Car le ciel s’assombrit pour ce modèle de gouvernance qui permet au secteur privé, à la
société civile et aux utilisateurs d'avoir voix au chapitre aux côtés des
gouvernements. Des pays comme le Brésil et la Russie utilisent l'affaire
Snowden pour demander un contrôle étatique du Web.
Le salut ne peut
venir que du gouvernement américain. Il arrive le 14 mars, avec l'annonce du
lancement d'une transition vers un contrôle multi acteurs de la racine de
l'Internet.
Ave ICANN
L'annonce
américaine est centrée autour de l'ICANN, ce régulateur technique créé par
l'administration Clinton en 1998. Depuis 2013, l'ICANN a un nouveau PDG, Fadi
Chehadé. Ce dernier fait preuve d'une compréhension des enjeux géopolitiques
très fine. Il n'hésite pas à bousculer l'ordre établi.
Ainsi dès la fin
2013, Chehadé mobilise l'ensemble de la communauté technique pour lancer un appel à la "globalisation de la gestion technique de l'Internet". Les
américains au sein de l'ICANN n'y croient tout simplement pas. Après tout,
l'ICANN n'est-ce pas "leur truc" ? Comment leur bébé peut-il ainsi
les poignarder dans le dos ? Ils ne sont pas au bout de leur surprise…
Car Chehadé met
ensuite le cap sur le Brésil – l'ennemi – pour organiser avec sa présidente
Dilma Rousseff une conférence mondiale sur la gouvernance de l'Internet.
Chehadé a compris que ce ne sont pas les supporters existants du modèle multi
acteurs qu'il faut convaincre, ce sont ses détracteurs. Si les dents grincent
au sein de sa propre communauté, sa compréhension des enjeux est heureusement
également comprise du côté du gouvernement américain.
"Nous
demandons à l'ICANN de démarrer le processus de transition vers un modèle multi
acteurs de gouvernance technique de l'Internet," annonce le département du
commerce le 14 mars.

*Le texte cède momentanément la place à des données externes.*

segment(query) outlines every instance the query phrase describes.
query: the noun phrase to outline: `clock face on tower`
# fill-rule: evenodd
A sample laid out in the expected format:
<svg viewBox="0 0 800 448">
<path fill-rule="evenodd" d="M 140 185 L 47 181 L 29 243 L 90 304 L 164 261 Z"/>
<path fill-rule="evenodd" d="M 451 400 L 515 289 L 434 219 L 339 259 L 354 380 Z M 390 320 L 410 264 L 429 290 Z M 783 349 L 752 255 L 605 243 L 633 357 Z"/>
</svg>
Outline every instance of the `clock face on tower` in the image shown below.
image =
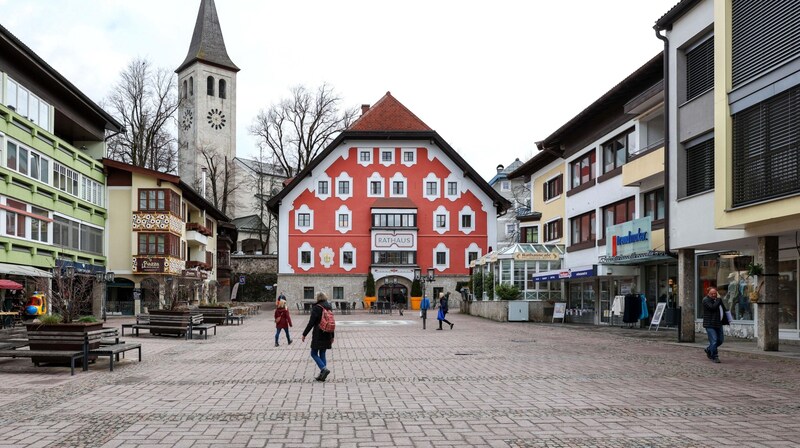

Les américains font ce qui, il y a encore un an, semblait
impensable : donner la racine de l'Internet au monde.
En même temps,
ils renforcent l'ICANN. L'organisme est en charge du processus de transition.
Et l'Amérique de prévenir : "nous n'accepterons pas de proposition vers un
modèle de gestion par des gouvernements ou des organismes gouvernementaux
!" La transition devra être achevée au 30 septembre 2015, date de fin de
l'actuel contrat de gestion IANA accordé par le gouvernement américain à
l'ICANN.
Sauver l'Internet
L'Internet ne
sera plus géré techniquement que par une communauté vraiment multi acteurs
ouvrant pour défendre un Internet libre et ouvert. L'ICANN est un vainqueur de
ce combat aussi technique que politique, mais le grand vainqueur c'est
l'utilisateur du Web. Vous et moi.
Car le spectre
d'une gestion de l'Internet par les Nations Unies - c'est à dire par des pays
comme la France, mais aussi comme la Chine ou la Russie - était un vrai
cauchemar pour ceux qui voulaient préserver un Internet par tous et pour tous,
dynamique et novateur, ni hors la loi ni soumis aux Etats. "La Commission
va travailler avec les US et les acteurs du monde entier pour globaliser la
fonction IANA d'une manière transparente et responsable," a affirmé Neelie Kroes suite à l'annonce américaine. "De façon à pérenniser un Internet
ouvert et respectueux des droits de l'homme."
La décision
(osons dire) généreuse des US va certainement permettre de relâcher la pression
politique sur le modèle de gouvernance multi acteurs. Car on voit mal comment
même les pires ennemis de ce modèle peuvent à présent continuer à le décrier en
prenant le prétexte d'une hégémonie américaine.
Dire que
l'Internet vient d'être sauvé est sans doute excessif. Affirmer que le moment
est historique ne l'est certainement pas.